Hello guys, quick questions about retries behaviou...
# ask-community
f
Hello guys, quick questions about retries behaviour. I have a terminal mapped task that has retry policy. The retries seem to work well but i'm a bit worried about the logs. The delay between each retries is 10 secondes and for testing purpose, it is a tiny mapping (tried with 6 children tasks) and the flow is launched locally from terminal. So, between each retries, there is time where there is no task to execute so prefect enters in a "waiting" state according to the log (
Waiting for next available Task run at 2022-04-27T10:00:35.571259+00:00
). After a few seconds, a new log message states:
Beginning Flow run for 'flow_name'
and i have all of the previous log message of the previous tasks, as if the flow was re-executed. Is it normal ? Is the flow really reexecuted ? When executing this flow from prefect cloud, i don't see those logs so i'm a bit confused.
a
Can you share the flow code?
f
Copy code
def main():
    with Flow("data_gov_cat_extraction") as flow:
        logger = prefect.context.get("logger")
        nb_record = Parameter("nb_record", default=4)
        limit_per_page = Parameter("limit_per_page", default=2)
        publisher_id = Parameter("publisher_id", default='data-gov')

        starz_api_key = PrefectSecret("STARZ_API_KEY")
        publisher_url = PrefectSecret("DATA_GOV_URL")() # The second brackets force execution, avoiding automatic dependencies
        starz_url = PrefectSecret("STARZ_URL")

        cond = need_all_records(nb_record)

        with case(cond, True):
            response = extract_data(0, publisher_url, 0)
            nb_record1 = get_total_count(response)

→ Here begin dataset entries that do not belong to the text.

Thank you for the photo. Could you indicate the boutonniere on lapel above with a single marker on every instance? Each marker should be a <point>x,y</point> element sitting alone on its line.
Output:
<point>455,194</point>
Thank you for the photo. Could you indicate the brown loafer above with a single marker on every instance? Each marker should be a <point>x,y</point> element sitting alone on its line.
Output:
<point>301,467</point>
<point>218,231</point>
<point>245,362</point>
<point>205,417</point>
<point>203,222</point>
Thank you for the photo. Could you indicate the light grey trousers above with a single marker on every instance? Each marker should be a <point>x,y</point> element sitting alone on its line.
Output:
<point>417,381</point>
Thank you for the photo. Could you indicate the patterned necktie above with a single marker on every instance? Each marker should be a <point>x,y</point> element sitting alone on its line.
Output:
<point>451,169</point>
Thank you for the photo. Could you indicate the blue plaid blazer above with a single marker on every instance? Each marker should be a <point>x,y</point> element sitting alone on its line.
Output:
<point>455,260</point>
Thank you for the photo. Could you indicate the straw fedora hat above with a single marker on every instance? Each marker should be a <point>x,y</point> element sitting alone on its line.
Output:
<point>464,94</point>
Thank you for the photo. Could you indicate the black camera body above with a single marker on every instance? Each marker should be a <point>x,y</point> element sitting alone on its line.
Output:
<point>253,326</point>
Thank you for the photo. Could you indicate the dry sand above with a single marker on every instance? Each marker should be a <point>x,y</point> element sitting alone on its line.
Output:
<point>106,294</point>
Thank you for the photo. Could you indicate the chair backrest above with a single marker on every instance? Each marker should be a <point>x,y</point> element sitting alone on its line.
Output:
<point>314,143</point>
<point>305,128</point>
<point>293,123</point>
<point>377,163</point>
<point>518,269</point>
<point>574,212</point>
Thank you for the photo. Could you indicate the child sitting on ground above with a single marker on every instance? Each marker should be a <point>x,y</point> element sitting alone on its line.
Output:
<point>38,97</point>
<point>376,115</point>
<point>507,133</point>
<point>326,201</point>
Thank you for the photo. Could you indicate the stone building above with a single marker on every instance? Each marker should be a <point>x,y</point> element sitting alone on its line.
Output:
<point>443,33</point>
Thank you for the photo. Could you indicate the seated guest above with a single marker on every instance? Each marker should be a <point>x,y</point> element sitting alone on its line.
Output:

        nb_record = merge(nb_record1, nb_record)

        pages_index, nb_record_per_page = get_pages_index(nb_record, limit_per_page) # outpt : [list]
        response = extract_data.map(nb_record_per_page, unmapped(publisher_url), pages_index) # [[list], [list], ..., [list]]
        
        formatted_datas = transform.map(response, unmapped(publisher_id)) # [[list], [list], ..., [list]]
        
        data_to_retry = load_data.map(formatted_datas, unmapped(starz_api_key), unmapped(starz_url)) # [[smaller list], ..., [smaller list]]

        retry_post.map(flatten(data_to_retry), unmapped(starz_api_key), unmapped(starz_url))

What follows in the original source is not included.